Demdike Stare - Wonderland


Demdike Stare
Wonderland
2016
Google Play

December and the first week of January are usually a wasteland for new music. You'll find yourself really scrapping the bottom of barrel of something new to listen to, yet every now and again you may find something really neat. That was the case with Demdike Stare the production duo from Manchester, England. The half techno half experimental group craft a record that a times feels like it could be a dance album, but then shifts into some really dark, brooding territory. As a whole each track is really long, but there seems to be more than one song in each track, as the music shifts and squirms yet still managed to keep some kind of throughline, however muddled that may be. "Hardnoise" begins with a whole lot of silence followed by some aggressive noise. The song takes about two and a half minutes before it finally kicks in and when it does you are so bored that caring is far beyond your capacity. If you do hang around there are some interesting experimental things going on but whether or not they are actually going to move the needle is the real question. Deep brooding experimental is nothing new and Demdike Stare certainly are much better when they blend in the techo.
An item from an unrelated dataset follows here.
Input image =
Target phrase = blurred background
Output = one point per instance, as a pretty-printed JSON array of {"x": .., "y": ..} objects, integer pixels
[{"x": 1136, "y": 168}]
What I am talking about is actually evident at the end of "Hardnoise", they drop the moodiness and allow this really pretty techno line to dominate. It sounds absolutely fantastic especially after what you just went through with the first eight minutes of the song. But not even their dance tracks are all stellar. "FullEdge" has a great downbeat but is so thing on instrumentation that it never fully comes together. The song also sticks out on the album sounding quite different from everything else in a bad way. Listening to the album as a whole you can sense where some of these ideas began, and where maybe they were supposed to go, but perhaps the final cohesion did not come together. It is almost absurd to tell a DJ to get to the point, but that has never been more evident than on this album. They meander so much and spend so much time on one piece of music that they never really hit their end goal hard and by the time they reach it, who cares? Even a track like "Sourcer" that seems to hit a bit harder than the rest just lingers and linger and lingers. There are some really interesting things going on with this album, and more than just a little potential for greatness. However it is not there just yet, and once Demdike's sound is fully refined, we may really have something on our hands.